VEXTEC Receives Phase I SBIR Award from USAF to Advance Modeling of Surface Corrosion

USAF SealThe development of new corrosion resistant designs is essential  to build, maintain, and sustain the United States Air Force (USAF) fleet well through the twenty-first century. Current aerospace designs which include extensive use of light-weight, high strength aluminum alloys are highly susceptible to the effects of corrosion making this of great importance to the USAF.   Therefore, the primary objective of this Small Business Innovation Research (SBIR) topic, awarded to VEXTEC, will be to show the feasibility of advanced modeling for simulating and predicting surface corrosion leading to fatigue damage.
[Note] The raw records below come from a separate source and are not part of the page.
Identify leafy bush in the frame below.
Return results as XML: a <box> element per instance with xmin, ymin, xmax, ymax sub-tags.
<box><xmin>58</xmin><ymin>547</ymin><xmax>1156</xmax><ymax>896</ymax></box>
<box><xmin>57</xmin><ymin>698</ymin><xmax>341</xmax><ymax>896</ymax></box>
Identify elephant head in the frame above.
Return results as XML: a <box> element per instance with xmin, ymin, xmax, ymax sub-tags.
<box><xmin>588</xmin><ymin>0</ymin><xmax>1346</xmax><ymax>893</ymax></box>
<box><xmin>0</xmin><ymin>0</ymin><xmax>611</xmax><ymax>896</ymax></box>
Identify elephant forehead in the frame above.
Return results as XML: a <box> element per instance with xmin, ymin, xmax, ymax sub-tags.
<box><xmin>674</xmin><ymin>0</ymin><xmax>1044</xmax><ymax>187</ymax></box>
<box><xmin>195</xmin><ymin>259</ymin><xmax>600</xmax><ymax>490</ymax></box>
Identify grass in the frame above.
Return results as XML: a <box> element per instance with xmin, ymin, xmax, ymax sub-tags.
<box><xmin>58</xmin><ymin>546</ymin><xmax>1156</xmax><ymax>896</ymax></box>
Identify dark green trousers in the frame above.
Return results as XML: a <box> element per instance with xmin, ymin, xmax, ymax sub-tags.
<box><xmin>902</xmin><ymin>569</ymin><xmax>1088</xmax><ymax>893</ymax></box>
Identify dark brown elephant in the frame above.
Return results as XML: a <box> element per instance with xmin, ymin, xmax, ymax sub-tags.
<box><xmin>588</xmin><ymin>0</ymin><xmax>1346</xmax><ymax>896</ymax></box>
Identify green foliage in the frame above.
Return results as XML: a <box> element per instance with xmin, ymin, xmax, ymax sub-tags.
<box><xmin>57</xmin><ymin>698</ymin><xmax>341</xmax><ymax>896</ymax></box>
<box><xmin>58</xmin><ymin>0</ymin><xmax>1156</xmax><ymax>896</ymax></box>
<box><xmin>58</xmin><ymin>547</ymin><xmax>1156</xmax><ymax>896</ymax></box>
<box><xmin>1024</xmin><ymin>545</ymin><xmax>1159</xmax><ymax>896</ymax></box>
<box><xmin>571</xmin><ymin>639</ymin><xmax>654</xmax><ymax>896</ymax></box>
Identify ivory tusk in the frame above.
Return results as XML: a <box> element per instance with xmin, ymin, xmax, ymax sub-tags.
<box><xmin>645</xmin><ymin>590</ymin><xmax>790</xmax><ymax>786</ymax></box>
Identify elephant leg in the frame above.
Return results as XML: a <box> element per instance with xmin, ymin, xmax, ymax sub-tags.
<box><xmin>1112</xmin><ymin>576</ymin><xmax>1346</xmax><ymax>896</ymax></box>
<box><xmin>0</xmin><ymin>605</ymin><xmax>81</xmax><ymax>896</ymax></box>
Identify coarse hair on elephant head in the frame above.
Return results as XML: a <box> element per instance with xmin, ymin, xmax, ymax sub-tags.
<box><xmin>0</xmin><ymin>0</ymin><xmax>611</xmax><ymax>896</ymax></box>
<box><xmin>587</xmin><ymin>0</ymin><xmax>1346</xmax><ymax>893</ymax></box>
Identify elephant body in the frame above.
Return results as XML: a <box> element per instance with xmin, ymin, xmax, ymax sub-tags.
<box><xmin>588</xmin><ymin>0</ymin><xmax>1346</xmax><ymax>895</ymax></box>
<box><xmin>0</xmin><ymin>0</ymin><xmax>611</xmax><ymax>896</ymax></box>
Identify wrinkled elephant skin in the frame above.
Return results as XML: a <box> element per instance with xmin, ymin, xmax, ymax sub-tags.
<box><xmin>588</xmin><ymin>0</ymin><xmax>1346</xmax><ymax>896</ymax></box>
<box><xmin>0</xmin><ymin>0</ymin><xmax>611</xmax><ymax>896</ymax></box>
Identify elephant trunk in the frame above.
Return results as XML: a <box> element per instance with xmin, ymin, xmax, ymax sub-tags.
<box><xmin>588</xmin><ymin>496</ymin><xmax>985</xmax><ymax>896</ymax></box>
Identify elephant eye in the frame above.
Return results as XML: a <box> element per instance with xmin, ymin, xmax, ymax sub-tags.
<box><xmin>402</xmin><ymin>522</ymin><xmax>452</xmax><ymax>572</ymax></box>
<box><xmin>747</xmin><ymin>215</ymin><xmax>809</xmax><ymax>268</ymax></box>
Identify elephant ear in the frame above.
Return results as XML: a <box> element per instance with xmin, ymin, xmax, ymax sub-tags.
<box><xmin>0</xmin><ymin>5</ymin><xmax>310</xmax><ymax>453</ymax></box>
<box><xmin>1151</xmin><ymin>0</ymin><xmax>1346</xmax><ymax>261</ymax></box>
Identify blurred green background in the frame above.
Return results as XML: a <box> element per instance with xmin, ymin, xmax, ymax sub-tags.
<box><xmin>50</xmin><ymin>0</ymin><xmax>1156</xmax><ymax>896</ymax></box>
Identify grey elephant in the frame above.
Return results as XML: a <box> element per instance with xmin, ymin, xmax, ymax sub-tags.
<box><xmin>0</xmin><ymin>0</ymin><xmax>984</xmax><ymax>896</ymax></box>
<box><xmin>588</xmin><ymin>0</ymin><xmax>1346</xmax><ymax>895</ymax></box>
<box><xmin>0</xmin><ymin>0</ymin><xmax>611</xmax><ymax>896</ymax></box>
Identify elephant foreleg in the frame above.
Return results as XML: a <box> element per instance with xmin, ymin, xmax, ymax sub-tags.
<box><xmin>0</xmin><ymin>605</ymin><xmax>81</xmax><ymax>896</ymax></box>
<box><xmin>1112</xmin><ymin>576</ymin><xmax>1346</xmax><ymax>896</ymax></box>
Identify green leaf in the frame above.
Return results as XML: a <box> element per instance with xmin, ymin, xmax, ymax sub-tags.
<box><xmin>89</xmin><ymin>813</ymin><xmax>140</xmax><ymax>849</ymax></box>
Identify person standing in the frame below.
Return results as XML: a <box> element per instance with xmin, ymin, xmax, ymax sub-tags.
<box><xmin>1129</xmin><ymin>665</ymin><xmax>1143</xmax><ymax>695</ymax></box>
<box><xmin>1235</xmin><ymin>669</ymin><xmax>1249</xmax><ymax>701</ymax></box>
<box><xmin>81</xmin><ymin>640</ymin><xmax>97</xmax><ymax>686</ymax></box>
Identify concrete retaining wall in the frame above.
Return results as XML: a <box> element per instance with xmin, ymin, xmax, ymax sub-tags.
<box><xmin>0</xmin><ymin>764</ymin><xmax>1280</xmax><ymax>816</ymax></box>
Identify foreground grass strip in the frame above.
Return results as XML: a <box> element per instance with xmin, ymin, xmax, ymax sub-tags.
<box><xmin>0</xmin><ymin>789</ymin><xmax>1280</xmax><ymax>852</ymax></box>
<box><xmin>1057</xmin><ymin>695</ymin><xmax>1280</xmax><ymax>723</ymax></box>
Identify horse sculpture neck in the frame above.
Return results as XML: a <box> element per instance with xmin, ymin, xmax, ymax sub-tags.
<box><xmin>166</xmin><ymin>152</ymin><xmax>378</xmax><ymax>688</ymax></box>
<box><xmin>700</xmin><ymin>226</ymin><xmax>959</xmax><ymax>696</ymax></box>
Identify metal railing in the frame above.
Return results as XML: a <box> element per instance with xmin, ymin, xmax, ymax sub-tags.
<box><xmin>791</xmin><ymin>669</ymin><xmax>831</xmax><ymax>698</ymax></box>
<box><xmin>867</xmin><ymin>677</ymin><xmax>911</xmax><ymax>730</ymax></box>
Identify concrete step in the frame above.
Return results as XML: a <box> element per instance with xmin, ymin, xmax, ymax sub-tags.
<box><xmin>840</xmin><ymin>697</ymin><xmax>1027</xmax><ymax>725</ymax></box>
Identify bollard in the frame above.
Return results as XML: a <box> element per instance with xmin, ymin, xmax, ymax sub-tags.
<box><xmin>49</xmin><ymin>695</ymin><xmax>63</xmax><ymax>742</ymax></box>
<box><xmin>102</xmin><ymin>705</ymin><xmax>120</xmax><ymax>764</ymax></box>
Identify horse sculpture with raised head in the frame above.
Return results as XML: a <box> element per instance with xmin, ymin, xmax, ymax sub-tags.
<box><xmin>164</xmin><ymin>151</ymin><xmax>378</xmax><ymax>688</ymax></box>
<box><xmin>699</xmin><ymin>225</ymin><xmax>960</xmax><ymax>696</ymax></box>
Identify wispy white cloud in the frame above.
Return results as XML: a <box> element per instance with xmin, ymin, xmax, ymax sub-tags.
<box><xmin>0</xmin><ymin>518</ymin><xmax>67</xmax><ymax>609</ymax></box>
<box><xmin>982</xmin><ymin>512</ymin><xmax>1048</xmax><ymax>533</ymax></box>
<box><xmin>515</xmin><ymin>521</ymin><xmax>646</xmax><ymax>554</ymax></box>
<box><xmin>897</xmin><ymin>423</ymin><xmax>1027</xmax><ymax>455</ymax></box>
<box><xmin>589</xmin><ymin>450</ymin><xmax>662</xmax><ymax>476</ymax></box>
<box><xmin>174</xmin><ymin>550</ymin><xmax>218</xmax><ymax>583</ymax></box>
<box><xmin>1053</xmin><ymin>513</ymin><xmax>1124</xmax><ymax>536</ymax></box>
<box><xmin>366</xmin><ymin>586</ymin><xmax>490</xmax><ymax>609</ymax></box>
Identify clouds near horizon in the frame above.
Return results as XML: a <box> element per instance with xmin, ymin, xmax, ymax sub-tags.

A limiting factor in the current approach for predicting corrosion influenced part life is that corrosion and fatigue failure mechanisms are modeled separately rather than together. Seldom are synergistic damage processes of corrosion and fatigue explicitly modeled in commercially available software applications used by OEMs. However, recent developments in unified fatigue modeling are bringing corrosion and fatigue modeling techniques together by reducing the size of the initial surface flaw in damage tolerance analysis to create a total fatigue life approach that can address the microstructure of the corroded surface.

“We are extremely pleased to be recognized with this highly competitive award from the USAF,” said Dr. Robert Tryon (CTO, Co-Founder of VEXTEC).  “Not only is this an important step for the USAF in designing a corrosive resistant fleet of the future, but for VEXTEC as we continue to add modules and functionality to our proprietary Virtual Life Management® (VLM®) software.”

While the primary goal of Phase I is to demonstrate the conceptual design of a corrosion fatigue prediction tool, the overall goal of the SBIR program is to develop mature technologies that can be commercialized for sale in the private sector and/or military markets. To this end, VEXTEC has developed a roadmap for this technology that will take this concept from Phase I demonstration to a valuable asset for the defense and aerospace industry. Ultimately, this technology will enable alloy by design in support of all new reliable and sustainable aircraft designs.